Na Berengaria ha inclinado la cabeza en actitud de asentimiento.

– Pero no a través de las puertas de la ciudad -ha gruñido Blaise.

– No -le ha dado la razón nuestra anfitriona-, no a través de las puertas de la ciudad.

Y ha continuado explicando que era muy posible que las puertas estuvieran vigiladas. Ya había ocurrido en otras ocasiones. Cierta vez se había visto obligada a esconder a unos cuantos «amados hermanos» en su viña, que lindaba con la muralla de la ciudad. Al caer la noche, se habían encaramado a la muralla y, ya al otro lado, habían huido a campo traviesa.

– Pero ¿adonde iré? -Me correspondía reaccionar con desaliento, como habría respondido un ciudadano cualquiera, y he procurado hacerlo de la mejor manera que me han permitido mis habilidades-. ¿Qué será de mi casa, de mi negocio…?

En lugar de responder, nuestra anfitriona ha apelado a Berengar Blanchi.

– Seguro que Imbert os ayudará -ha dicho-. Ya lo ha hecho otras veces, ¿verdad?

Berengar debía de tener la cabeza en otra parte, porque he notado que tenía la mirada perdida en el aire y he oído que musitaba unas palabras por lo bajo. Blaise le ha dado un ligero codazo.

Pese a ello, aquel visionario estaba tan disperso que ha tardado un momento en darse cuenta de dónde estaba.

– ¿Sí? -ha dicho al tiempo que parpadeaba.
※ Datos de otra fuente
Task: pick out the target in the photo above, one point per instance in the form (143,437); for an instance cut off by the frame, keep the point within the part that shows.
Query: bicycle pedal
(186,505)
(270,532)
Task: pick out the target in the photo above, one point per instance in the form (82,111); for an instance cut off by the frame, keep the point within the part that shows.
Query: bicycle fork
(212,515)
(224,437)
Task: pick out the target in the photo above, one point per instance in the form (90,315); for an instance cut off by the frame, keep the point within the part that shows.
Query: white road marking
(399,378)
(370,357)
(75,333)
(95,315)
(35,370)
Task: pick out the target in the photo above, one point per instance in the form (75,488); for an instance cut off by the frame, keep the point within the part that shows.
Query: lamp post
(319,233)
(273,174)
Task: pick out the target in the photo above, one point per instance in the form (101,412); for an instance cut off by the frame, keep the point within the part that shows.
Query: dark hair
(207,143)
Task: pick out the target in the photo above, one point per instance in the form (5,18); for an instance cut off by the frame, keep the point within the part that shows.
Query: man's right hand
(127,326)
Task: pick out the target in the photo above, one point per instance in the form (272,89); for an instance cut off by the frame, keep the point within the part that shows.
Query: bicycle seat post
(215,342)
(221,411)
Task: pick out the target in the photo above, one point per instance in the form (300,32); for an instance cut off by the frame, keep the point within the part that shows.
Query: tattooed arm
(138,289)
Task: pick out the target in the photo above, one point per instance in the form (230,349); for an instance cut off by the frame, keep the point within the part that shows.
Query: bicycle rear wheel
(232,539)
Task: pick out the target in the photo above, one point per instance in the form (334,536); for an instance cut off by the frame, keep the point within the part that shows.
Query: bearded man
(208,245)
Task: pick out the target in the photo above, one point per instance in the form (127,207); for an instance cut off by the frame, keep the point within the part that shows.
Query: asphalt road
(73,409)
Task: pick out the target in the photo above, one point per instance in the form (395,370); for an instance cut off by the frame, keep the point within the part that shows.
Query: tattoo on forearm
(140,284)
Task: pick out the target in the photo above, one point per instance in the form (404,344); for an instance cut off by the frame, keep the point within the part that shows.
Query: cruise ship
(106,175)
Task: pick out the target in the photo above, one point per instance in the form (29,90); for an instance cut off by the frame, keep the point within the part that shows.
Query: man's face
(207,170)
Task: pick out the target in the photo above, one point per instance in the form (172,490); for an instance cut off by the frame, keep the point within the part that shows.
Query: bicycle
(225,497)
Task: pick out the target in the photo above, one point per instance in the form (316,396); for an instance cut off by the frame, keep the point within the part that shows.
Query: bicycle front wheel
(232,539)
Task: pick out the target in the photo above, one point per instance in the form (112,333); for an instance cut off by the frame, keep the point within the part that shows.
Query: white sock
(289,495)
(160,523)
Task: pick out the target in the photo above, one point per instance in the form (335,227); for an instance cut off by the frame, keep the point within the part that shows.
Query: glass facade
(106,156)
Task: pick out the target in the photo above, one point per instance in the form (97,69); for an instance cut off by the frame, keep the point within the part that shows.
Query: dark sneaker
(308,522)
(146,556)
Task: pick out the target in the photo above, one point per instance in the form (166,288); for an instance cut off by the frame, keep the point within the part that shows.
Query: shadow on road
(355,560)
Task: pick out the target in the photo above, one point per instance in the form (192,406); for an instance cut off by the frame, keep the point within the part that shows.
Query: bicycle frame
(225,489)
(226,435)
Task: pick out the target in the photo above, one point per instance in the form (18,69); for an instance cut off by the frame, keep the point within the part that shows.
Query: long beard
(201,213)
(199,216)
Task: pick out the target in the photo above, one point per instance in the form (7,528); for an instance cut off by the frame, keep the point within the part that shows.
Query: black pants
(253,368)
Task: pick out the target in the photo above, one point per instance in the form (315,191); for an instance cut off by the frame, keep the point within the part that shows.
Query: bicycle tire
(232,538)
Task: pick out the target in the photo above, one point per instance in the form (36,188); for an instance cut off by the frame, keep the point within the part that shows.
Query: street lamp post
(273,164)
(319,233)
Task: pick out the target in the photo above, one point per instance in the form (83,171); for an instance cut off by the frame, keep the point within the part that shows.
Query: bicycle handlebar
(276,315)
– Imbert le ayudará, ¿verdad? -ha reiterado Na Berengaria-. Sé que lo ha hecho otras veces. Consiguió un pasaje en aquella barcaza a La Franqui, ¿no os acordáis?
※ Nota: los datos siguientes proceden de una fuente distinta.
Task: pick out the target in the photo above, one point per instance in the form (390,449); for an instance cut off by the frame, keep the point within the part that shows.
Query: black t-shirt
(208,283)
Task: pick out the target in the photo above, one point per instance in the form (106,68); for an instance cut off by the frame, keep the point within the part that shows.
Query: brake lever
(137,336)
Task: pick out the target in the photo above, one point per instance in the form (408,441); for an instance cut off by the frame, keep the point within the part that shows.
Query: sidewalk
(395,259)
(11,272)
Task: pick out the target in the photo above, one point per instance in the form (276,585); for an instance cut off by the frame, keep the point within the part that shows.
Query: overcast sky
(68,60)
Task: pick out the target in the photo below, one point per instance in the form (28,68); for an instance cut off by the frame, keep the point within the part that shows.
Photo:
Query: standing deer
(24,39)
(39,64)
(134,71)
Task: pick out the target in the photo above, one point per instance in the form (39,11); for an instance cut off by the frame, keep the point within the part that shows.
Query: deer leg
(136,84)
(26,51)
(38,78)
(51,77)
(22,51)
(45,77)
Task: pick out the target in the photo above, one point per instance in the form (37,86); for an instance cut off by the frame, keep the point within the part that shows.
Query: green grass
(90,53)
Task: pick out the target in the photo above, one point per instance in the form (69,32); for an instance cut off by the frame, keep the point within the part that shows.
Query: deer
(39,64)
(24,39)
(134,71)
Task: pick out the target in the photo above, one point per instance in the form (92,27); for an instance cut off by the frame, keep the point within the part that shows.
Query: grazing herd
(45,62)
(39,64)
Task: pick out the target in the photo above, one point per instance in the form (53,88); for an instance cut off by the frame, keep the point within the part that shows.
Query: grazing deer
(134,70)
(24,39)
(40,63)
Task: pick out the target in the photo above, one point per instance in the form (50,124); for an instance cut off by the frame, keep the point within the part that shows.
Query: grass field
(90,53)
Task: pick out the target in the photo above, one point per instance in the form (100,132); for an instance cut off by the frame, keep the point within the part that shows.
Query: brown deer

– ¡Ah, sí! -Esa ha sido su vaga respuesta.

En ese momento, he corrido la clase de riesgo que evito normalmente y he formulado una pregunta muy precisa.

– ¿Ayudasteis a que alguien escapara río abajo? ¿Escondido en una barcaza?

– Fue Imbert Rubei quien lo consiguió -ha dicho Berengaria-. Tiene muchos amigos entre los barqueros y los mercaderes.

– ¿Fue uno de los que treparon por la muralla? -le he preguntado.

Ella ha movido negativamente la cabeza.

– Aquéllos fueron a Béziers -ha dicho con un suspiro-, pero Béziers ha dejado de ser un lugar seguro para los que están bajo sospecha. Como también todo sitio próximo a Carcasona o a Tolosa. Por eso Imbert ayudó a Jacques Bonet a huir en la barcaza.

Me sería difícil describir los sentimientos que he experimentado en aquel momento. ¡Por fin! Seguramente una parte de la tensión que sentía se ha transmitido a Martin a través de mi mano porque ha levantado los ojos hacia mí y me ha mirado sobresaltado.

– ¿Y dónde se encuentra ahora vuestro amigo Jacques? -he preguntado y para explicar mi interés, he añadido-. ¿No podría ir yo al mismo sitio?

Ha parecido que Na Berengaria se veía incapaz de responder. Tras vacilar un momento, ha vuelto a apelar a Berengar Blanchi.